Here is a link to Battery Park. Check out the amount of land fill since 1897!

Testing the Tiebout hypothesis as local government disinvests in services-UPDATED

Since the economy is ravaging local tax collections many cities and counties are cutting services. In some ways the service cuts are changing the fundamental aspects of what local government provides, and once these changes are made who knows what the new equilibrium (or "status quo") will be for demand for services. Of course, the fact that these governments have to continue to pay for labor and pension agreements (plus other contractual obligations) into the future means that there is little hope of a corresponding tax reduction anytime soon. Which brings us to Charles Tiebout, who wrote a piece published in 1956 entitled "A Pure Theory of Local Expenditures."* Tiebout posits that local governments will spend on bundles of services that will attract residents and businesses. Because preferences are heterogeneous, the bundles supplied will be, too. This is why neighboring cities offer different public services such as parks, schools, police, etc.

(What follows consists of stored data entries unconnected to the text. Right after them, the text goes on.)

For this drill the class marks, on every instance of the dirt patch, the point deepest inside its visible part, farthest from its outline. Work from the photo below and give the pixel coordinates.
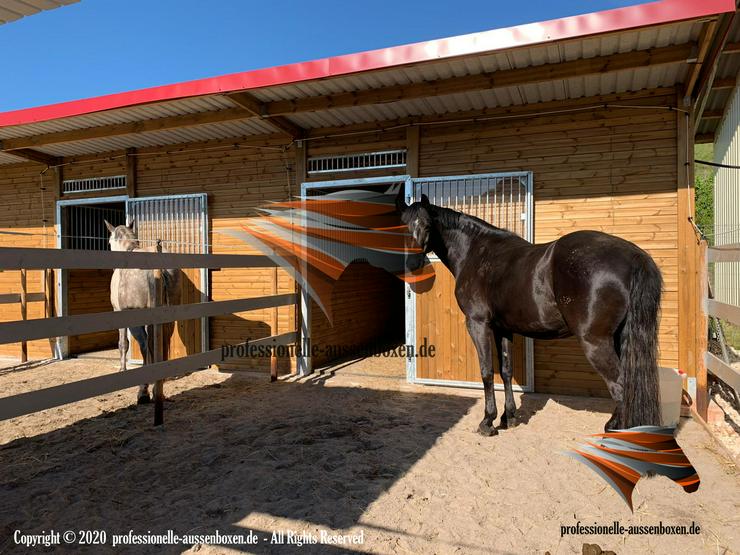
(346, 453)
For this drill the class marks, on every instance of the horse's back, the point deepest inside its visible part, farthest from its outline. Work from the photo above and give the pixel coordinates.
(591, 276)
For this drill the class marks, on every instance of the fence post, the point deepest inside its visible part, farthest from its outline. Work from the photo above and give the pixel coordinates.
(24, 313)
(702, 331)
(158, 347)
(273, 354)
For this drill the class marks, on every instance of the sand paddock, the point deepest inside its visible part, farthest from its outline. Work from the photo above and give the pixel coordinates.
(337, 452)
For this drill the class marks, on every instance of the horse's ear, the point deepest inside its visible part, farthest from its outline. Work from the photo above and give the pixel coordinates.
(400, 199)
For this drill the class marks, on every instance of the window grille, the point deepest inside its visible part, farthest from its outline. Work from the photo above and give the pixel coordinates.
(358, 161)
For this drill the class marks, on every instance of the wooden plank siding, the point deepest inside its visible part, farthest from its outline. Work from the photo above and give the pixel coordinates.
(25, 206)
(237, 182)
(89, 292)
(613, 170)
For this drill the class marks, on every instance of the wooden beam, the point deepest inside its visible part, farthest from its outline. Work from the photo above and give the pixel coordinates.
(59, 183)
(705, 42)
(33, 155)
(257, 108)
(485, 81)
(687, 246)
(706, 79)
(55, 396)
(412, 151)
(131, 163)
(712, 114)
(702, 330)
(42, 328)
(24, 313)
(159, 124)
(503, 78)
(724, 83)
(12, 258)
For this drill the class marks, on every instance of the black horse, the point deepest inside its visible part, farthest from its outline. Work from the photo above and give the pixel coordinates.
(600, 288)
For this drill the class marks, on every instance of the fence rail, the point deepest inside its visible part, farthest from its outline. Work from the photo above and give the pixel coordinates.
(707, 363)
(25, 330)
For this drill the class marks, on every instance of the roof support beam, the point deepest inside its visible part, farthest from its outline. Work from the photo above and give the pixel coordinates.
(718, 46)
(484, 81)
(116, 129)
(707, 36)
(724, 83)
(712, 114)
(34, 155)
(249, 106)
(257, 108)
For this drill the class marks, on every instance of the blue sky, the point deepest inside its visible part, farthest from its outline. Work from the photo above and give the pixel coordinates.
(104, 46)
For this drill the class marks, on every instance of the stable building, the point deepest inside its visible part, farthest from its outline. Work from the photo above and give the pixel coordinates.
(586, 122)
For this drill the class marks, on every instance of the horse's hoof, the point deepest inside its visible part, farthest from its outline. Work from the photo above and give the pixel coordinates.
(486, 430)
(508, 422)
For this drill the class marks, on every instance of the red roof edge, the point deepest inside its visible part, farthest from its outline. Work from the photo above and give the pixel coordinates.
(641, 15)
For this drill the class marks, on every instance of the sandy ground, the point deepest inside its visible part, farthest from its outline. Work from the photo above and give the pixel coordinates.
(338, 452)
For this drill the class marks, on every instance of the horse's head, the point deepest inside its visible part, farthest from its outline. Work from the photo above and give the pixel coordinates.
(122, 237)
(419, 221)
(418, 218)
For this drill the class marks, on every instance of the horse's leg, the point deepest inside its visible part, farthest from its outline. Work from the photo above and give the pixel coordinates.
(141, 336)
(506, 368)
(602, 354)
(123, 347)
(482, 336)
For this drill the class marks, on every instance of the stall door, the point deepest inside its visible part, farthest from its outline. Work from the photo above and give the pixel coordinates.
(181, 222)
(433, 317)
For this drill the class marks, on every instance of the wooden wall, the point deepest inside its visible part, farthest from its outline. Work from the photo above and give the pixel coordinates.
(89, 292)
(612, 170)
(25, 206)
(368, 313)
(237, 181)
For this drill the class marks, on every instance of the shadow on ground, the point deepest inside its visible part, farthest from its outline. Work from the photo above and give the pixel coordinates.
(292, 450)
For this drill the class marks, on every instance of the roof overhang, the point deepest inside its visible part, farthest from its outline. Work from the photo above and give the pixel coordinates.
(12, 10)
(644, 46)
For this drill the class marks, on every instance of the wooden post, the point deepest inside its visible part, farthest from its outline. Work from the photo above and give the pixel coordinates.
(412, 150)
(158, 346)
(24, 313)
(48, 287)
(131, 172)
(687, 249)
(303, 306)
(59, 181)
(273, 354)
(702, 330)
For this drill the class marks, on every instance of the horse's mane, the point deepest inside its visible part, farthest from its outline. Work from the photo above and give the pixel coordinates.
(453, 219)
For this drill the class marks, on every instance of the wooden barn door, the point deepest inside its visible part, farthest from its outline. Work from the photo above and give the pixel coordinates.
(433, 317)
(181, 222)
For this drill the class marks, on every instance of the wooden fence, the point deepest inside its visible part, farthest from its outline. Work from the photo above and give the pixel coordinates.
(707, 362)
(26, 330)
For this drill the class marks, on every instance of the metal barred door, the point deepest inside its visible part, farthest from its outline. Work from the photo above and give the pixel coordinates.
(433, 317)
(181, 223)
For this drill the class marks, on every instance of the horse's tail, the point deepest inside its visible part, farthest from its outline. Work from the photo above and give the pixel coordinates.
(638, 362)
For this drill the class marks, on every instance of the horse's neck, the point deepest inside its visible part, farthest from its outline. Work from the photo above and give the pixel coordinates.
(451, 245)
(454, 241)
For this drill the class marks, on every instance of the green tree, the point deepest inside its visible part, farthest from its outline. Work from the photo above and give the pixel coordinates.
(704, 191)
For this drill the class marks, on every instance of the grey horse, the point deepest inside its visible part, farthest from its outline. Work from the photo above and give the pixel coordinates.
(135, 288)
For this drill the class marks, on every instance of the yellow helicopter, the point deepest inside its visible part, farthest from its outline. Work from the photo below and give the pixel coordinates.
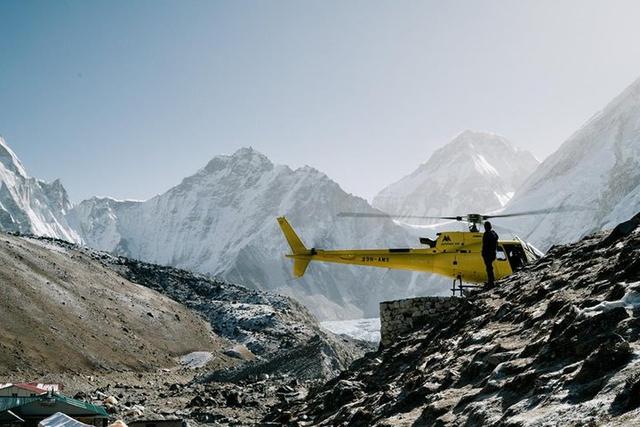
(453, 254)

So what will happen in Michigan now that they are converting some paved roads to gravel? This is a downgrade in service provided. As is what is happening in Colorado Springs, where voters turned down a request for new taxes and will now face dramatic service cutbacks. These types of debates about how to best supply public services within the tax constraints enforced by the voters are happening everywhere. Will people from Colorado Springs move to neighboring communities where the tax and service bundle is more appealing or will they raise revenue to pay for what they value? Will the neighboring cities invest in what Colorado Springs is letting go in order to provide a more attractive bundle of services? Will Michigan counties be harmed economically because they have lower quality but cheaper roads? Perhaps cities will disinvest in the services valued by families, which are expensive, and rather spend that money on services favored by commercial enterprises, which are relatively cheap. These are big questions and how they are answered could shape our cities for generations.

UPDATE: Another way cities can compete is by coming up with more efficient and clever ways to supply services. Here is a story about Tokyo offering some services through 7-11. Talk about convenience!

*Tiebout's piece, as noted in the title, was about spending. It was not about raising revenues or taxation. His idea has since been expanded by many to include taxation as part of the local services bundle, but that was not in his original work.

Wednesday, February 3, 2010

A colorful drive around 1927 London

(via Jalopnik)

Here is a video of 1927 London. And it's in color! Perhaps the most amazing part of the traffic shots is that there aren't any street signs. It's very Monderman-esque.

Tuesday, February 2, 2010

More underwater flying cars--Who needs DARPA?

Richard Branson is a very rich man because he figures out what we want before we do. That's one of the secrets to entrepreneurship and becoming a billionaire. Another secret is use someone else's money as to minimize risk.


Richard Branson also knows what DARPA wants before they want it. He has built an underwater plane. He still has to get his design to fly out of water, but it seems that if he wants he has a step on the DARPA competition as he has already partially resolved the weight issue. Of course, his opportunity costs are such that the prize money is not likely worthwhile.